Mas as variadíssimas queixas em entrar neste Blog, para além da obstrução que o Sapo por vezes dá à sua utilização, fizeram que repensasse em utilizar outro servidor.

E aqui está a nova Eternamente Menina...voem até ela, por favor.

Espero que se sintam na nova casa tão bem, como aqui se sentiram

Não fecharei esta casa ficará para memória futura.

Um abraço a todos e obrigada pelo vosso carinho e companhia.

15.05.05

Momentos


Otília Martel

abstracto_Riscos TCA

 Riscos de  TCA

 

 

A música é algo que me completa. Há temas musicais que lidam comigo, muito melhor que muitas pessoas e, me devolvem muito daquilo que o meu corpo e espírito necessita.

Vem isto a propósito, uma cena que presenciei há dias, junto à Igreja do Carmo, na minha já habitual passagem diária.

Um casal de jovens encontrava-se sentado nos degraus da Igreja; mochilas pousadas no chão, estojo de um instrumento musical pousado ao lado. Chamou-me a atenção, pela forma curiosa que olhavam cada um que passava. Continuei o meu caminho, mas ao chegar à curva, um som fez-me parar. Por instantes, detive-me a ouvir de que local viria o som, até que compreendi que vinha do jovem casal, que já não visualizava, na curva da Igreja.

Voltei atrás e fiquei ali. Não conhecia a música, nem me lembro de a ter ouvido alguma vez, mas a sua harmonia, percorreu todas as células do meu corpo.

E ficámos ali. Ele a tocar. Ela a olhá-lo, carinhosamente. Eu encostada à parede a ouvi-lo tocar.

Não sei quanto tempo passou, mas a música chegava a comover. Fechei os olhos e deixei-me estar ali, esquecida de tudo. Quando a música parou, olhei em volta: dois estudantes de arte, sentados no chão, desenhavam o jovem tocador. A jovem sorria timidamente. Retribui-lhe o sorriso e segui o meu caminho.

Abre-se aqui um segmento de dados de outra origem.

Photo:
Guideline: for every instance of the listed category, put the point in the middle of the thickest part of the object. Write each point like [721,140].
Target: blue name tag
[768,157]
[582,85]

Há momentos mágicos, que nunca poderão ser transcritos completamente.

 

Naquele dia, vivi um desses momentos.

 

Saxofone_TCA

 

14.05.05

Há noites...


Otília Martel

 Imagem Google

 


 

Há noites que são feitas dos rneus braços
E um silêncio comum às violetas.
E há sete luas que são sete traços
De sete noites que nunca forarn feitas.

Há noites que levarnos à cintura
Como um cinto de grandes borboletas.
E um risco a sangue na nossa carne escura
Duma espada à bainha dum cometa.

Há noites que nos deixam para trás
Enrolados no nosso desencanto
E cisnes brancos que só são iguais
A mais longínqua onda do seu canto.

Há noites que nos levam para onde
O fantasma de nos fica mais perto;
E é sempre a nossa voz que nos responde
E só o nosso nome estava certo.

Há noites que são lírios e são feras
E a nossa exactidão de rosa vil
Reconcilia no frio das esferas
Os astros que se olham de perfil.


(Natália Correia)
12.05.05

Das minhas memórias...


Otília Martel
 

Imagem daqui

 

 

Caso tenhas saudades de mim, olha as estrelas.

 

Lembra-te do meu sorriso. Olha o sol, vê nele o brilho do meu olhar, quando te via.

 

Por fim, quando vires o pôr-do-sol, lembra-te da despedida que não tivemos!

 

Se este pôr-do-sol vier acompanhado de uma chuva leve lembra-te então das minhas lágrimas num dia de chuva, que lavaram a minha alma, e levaram um amor, sincero e puro.

 

Quando vires nascer este mesmo sol, e um novo dia começar, lembra-te também, que tudo que renasce, vem com mais força. Se algum dia tiveres vontade de chorar, lembra-te das minhas lágrimas, da minha mágoa e do meu imenso amor.

 

Pensamentos confusos sim, vão surgir!

 

Saudades, também!

 

Porque elas não são presente; mas são a prova que fomos felizes e que foi realmente lindo tudo o que vivemos e tivemos.

 

Então sorri e lembra-te que a nossa história ficou escrita nos nossos corações. E, quando as lembranças resistirem e se recusarem em ir, vê nascer o pôr-do-sol, imagina a beleza que foi o nosso amor.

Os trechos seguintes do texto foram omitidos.